In response to Is it time we give up endotracheal intubation – Part III, which was a response to Thoughts on ETI by Happy Medic, there are a couple of comments. This is a response to Justin Schorr, AKA Happy Medic –
Excellent points as always Rogue, but I think the underlying message of my post was not conveyed as clearly as I thought. My point was that we need to remove incompetent intubation through realistic training, not just leave the tubes just because we might need them.
Thank you. I think that we all have problems communicating when it comes to intubation. We have so many assumptions about what intubation is, what airway management is, and whether we are improving outcomes with intubation.
I completely agree that we need to eliminate incompetent intubation through excellent training.
As I mentioned in my response to Sean Eddy, the blame is with everyone – not just the medics.
If the arguments for removing tubes are that we don’t need them. Then take my dopamine, Mag Sulfate and the 90% of the kit I never use and could just as easily kill someone with.
How often do medics use/misuse these drugs?
How often do medics use/misuse intubation?
It isn’t that these do not cause problems, they do cause problems, but that they do not seem to cause problems as noticeable as the problems from pumping 100% oxygen into the stomach. And that is just the most blatant example.
We do need to deal with medication mistakes. That is why I think that EMSMedRx is an important new blog for EMS to pay attention to. Medics do not tend to want to learn about medication. People used to feel the same way about 12 leads, but Tom Bouthillet has done a lot to change that with EMS 12 Lead.
We have much to do to improve EMS. We have plenty of people trying to discourage any criticism of the problems we have in this best of all possible EMS worlds.
Training is the key to understanding not when to intubate, but when NOT to intubate. Taking my ETT and replacing it with an LMA is not a solution. Providing both and the training to know when to use each and how is the key, is it not?
Yes, but as we decrease the need for intubation with the use of other methods of airway management, we have to acknowledge that this means a decrease in available experience. Not every system will be willing to do what is necessary to maintain competence. Look at how many systems do not do what is necessary to maintain competence at pain management, on either end of the medical command line.
Anesthesia departments seem to be leading the way in switching to non-intubation airway management. We used to be proud of our similarities with anesthesia.
When anesthesia does something that is good for patients, but bad for encouraging EMS intubation, we no longer see anesthesiologists as doctors to emulate. We are wrong to allow our biases to mislead us on this important issue.

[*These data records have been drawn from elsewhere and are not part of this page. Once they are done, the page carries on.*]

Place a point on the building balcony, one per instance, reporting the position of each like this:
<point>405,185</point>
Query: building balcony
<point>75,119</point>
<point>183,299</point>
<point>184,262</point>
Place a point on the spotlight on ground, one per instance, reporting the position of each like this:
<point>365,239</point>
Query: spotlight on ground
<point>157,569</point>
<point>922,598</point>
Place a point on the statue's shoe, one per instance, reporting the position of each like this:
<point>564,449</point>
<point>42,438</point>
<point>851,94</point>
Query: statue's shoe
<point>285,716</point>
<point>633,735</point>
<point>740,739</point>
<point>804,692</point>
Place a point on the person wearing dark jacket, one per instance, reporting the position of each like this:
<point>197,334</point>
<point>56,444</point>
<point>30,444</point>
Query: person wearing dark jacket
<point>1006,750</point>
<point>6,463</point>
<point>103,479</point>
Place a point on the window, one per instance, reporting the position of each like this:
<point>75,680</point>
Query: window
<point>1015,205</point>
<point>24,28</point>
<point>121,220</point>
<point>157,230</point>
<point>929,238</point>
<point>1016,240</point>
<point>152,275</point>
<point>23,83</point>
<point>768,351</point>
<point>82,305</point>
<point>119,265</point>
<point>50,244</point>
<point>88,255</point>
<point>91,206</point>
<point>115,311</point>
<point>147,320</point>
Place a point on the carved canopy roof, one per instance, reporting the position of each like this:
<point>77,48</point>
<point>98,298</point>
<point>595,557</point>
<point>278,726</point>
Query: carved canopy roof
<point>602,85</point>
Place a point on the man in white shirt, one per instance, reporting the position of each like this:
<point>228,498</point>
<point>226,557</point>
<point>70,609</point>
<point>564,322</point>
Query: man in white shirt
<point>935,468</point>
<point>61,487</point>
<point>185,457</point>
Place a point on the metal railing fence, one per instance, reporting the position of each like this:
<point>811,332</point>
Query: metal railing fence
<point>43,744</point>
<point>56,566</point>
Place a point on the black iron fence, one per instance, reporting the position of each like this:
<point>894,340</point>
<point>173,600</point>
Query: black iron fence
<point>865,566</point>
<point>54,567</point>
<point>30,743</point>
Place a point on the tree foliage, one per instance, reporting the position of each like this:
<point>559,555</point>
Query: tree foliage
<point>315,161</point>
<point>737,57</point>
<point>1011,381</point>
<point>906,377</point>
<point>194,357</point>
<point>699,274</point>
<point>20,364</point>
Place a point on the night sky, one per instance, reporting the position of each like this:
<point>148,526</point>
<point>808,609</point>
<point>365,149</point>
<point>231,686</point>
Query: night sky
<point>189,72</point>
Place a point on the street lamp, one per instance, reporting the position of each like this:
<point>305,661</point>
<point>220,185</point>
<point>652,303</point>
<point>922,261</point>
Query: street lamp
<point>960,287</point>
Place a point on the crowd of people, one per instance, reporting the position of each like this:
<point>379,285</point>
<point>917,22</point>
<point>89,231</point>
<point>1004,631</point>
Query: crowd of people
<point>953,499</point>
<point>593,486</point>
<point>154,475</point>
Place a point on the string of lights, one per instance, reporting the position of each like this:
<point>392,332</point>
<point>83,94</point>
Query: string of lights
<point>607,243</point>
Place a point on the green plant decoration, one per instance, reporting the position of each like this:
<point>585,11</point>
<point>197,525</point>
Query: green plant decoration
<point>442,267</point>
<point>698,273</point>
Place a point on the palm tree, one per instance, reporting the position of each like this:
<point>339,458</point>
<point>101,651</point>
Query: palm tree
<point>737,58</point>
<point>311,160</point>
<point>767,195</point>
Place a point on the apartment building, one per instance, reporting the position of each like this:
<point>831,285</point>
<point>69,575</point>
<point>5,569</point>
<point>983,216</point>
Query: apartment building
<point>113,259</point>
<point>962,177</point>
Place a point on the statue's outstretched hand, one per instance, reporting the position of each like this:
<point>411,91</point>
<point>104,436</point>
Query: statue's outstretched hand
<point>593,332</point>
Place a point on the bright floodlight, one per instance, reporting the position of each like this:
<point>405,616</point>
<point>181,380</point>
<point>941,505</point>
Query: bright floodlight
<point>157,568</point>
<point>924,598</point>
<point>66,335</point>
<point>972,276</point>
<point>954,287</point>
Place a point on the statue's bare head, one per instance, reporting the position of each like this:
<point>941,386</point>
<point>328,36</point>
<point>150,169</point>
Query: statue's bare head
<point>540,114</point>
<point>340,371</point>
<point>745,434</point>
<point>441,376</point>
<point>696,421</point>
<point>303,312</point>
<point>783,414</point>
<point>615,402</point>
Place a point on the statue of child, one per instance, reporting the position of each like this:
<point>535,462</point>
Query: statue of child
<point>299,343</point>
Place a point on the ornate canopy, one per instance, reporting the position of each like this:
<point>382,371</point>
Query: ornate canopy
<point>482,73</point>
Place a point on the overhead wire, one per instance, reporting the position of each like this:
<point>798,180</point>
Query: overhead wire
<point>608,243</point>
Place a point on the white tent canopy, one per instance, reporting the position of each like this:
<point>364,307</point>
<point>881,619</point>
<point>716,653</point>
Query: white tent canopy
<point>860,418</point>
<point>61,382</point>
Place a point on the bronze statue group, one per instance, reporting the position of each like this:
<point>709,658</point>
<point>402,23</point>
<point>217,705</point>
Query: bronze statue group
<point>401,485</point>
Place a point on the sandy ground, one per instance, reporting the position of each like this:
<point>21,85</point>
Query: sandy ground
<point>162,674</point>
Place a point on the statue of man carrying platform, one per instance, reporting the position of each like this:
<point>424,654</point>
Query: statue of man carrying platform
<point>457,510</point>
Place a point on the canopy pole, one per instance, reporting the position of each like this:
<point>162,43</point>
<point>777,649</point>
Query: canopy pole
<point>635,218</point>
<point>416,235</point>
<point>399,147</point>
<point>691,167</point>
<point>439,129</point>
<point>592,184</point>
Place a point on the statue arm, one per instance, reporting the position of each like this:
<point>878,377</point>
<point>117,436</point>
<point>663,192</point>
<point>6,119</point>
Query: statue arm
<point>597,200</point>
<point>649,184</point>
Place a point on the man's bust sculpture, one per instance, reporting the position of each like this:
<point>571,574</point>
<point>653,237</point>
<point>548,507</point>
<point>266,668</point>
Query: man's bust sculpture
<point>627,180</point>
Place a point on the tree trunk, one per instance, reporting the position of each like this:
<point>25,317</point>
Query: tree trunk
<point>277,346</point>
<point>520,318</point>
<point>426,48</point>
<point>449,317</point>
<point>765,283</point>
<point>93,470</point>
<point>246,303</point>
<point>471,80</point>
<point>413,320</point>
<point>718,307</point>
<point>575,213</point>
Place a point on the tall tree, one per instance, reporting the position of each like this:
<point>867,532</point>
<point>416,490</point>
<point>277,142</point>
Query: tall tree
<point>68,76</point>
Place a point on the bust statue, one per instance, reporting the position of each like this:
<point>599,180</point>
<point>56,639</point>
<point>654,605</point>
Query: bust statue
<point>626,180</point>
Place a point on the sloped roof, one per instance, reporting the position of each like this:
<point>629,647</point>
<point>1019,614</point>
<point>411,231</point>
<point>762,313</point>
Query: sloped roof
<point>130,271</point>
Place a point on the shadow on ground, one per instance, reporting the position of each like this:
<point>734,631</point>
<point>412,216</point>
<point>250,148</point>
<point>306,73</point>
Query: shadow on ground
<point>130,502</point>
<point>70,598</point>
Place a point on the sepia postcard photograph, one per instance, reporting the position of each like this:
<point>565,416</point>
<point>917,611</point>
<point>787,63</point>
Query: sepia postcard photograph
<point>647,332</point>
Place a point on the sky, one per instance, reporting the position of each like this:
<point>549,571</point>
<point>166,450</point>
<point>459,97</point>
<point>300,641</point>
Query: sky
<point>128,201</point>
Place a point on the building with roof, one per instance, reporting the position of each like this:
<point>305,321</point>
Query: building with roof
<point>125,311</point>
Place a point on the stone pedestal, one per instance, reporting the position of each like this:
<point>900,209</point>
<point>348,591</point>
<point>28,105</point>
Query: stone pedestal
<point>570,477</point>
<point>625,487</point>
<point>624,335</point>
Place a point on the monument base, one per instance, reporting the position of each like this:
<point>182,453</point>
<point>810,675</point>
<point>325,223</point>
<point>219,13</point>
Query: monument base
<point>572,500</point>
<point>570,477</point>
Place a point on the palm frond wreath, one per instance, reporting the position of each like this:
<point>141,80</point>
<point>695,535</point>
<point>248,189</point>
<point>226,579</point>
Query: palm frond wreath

Like an awkward marriage, I think we’re all saying the same thing in this argument, just using different words and not completely explaining ourselves.
This is true.
What do we do to deal with the absentee medical directors? I might be able to find some of the missing posters put up by local EMS agencies.
Have you seen this medical director?
Neither have any of the medics at Sold Out EMS.
We have more resuscitations than sightings of our medical director, but we know that someone is cashing his checks.
I overheard a medic in my service telling a co-worker he wished someone would come by and train him more. I suggested heading to the yard the next morning and I got a look.
If we believe that we have great skills, one way we will find out that we are wrong is by practicing. Of course, if we spend a lot of time at high quality practice, then we might not have to worry about not having great skills.
Too many medics assume their department or service will give them all they need to continue being a competent provider, but we all know this is not true.
It should actually be a bit different.
The department or service should demand that the medics demonstrate excellence.
For example –
If we cannot demonstrate excellence at intubation, we will be removed from the approved to intubate list and our pay will be cut by 25% for failing to maintain competence.
If we really want to improve the quality of intubation in EMS, we can find a way. We can probably find many ways. We should not expect them to be popular.
I would expect unions to oppose this, but if the EMS agency goes to the public and points out that the union is only defending incompetence, there should not be many people supporting union opposition to improved patient care.
It would be better to try to find some ways to get the union to persuade the members that this is a good idea. It would be better to get the union to persuade members that the union does not want to be defending incompetence.
Thanks for the post, it made me realize I had failed to convey my intent completely. Perhaps less angry writing in the future will do me good.
Thank you for the post.
By working through our different ways of expressing ourselves, maybe we can come up with ways to convince medics to maintain competence in airway management, rather than take away intubation.
Don’t get angry, get a punching bag. I’d recommend Newman’s Gym, but it closed.